Exercise No. 3. Curved thumb

Thumb exercises are also highly recommended to reduce pain caused by osteoarthritis.

Here we have to extend the left hand and bend the thumb inwards, against the palm. After this, we will stretch the lower part of the little finger towards the thumb and we will try to maintain this position for a couple of seconds.

Next, we will return to the starting position and do 10 repetitions with the thumb of each hand.

Exercise No. 4. Make an “O”

With the left hand pointing up, we should gently curl the fingers inward until they touch the thumb and form an “O”. Then we will maintain this position for a few seconds and later return to the starting position and repeat the exercise.

Exercise No. 5. Curved table

Finger push-ups are helpful against arthritis pain.

This exercise consists of placing the edge of the left little finger next to a table, with the thumb pointing upwards.

With the thumb in the same position, we flex the other four fingers inward until the hand forms an “L”. We will hold this position for a few seconds and then we will return to the starting position. It is advisable to perform ten repetitions on each hand.

Exercise No. 6. Raise the finger

On a table, we will put the left hand, with the palm on the surface. We will start by slowly lifting the little finger outwards and little by little we will do the same with each finger.

We will hold the position for two seconds, then go down and repeat. When all the fingers of the left hand have been exercised, we will continue with the right.

Exercise No. 7. Move the wrist

Moving the wrist can reduce arthritis pain.
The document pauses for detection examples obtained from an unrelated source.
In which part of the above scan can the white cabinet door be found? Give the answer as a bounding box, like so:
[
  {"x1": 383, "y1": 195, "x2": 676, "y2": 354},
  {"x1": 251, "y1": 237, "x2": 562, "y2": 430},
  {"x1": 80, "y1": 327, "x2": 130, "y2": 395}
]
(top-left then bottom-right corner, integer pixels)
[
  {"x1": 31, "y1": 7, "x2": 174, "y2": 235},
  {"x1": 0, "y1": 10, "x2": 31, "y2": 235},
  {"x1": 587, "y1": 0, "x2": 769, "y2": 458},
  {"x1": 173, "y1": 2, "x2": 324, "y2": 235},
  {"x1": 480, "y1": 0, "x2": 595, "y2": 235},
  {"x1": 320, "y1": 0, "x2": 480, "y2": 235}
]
Since we must not forget that the wrist is also affected by the pain and stiffness of arthritis, we must exercise it. To do this, you can choose any of the exercises for the hand that we have discussed, as well as the following:

We must put the right arm with the palm down and, with the opposite hand, press down until we feel a stretch in the wrist and arm. We will keep the position for 10 seconds and we will change to the left wrist.

According to the MSD Manual, it is essential to follow the doctor’s instructions and support a healthy lifestyle in order to enjoy a good quality of life.

In relation to physical activity, he points out that this should only be done when it is tolerable. Exercises for the hand (or other parts of the body) should never be performed if they cause severe discomfort and aggravate disease symptoms, such as swelling and stiffness.

Expert massage, traction, and deep heat treatment can be helpful adjunct therapies in addition to anti-inflammatory drugs.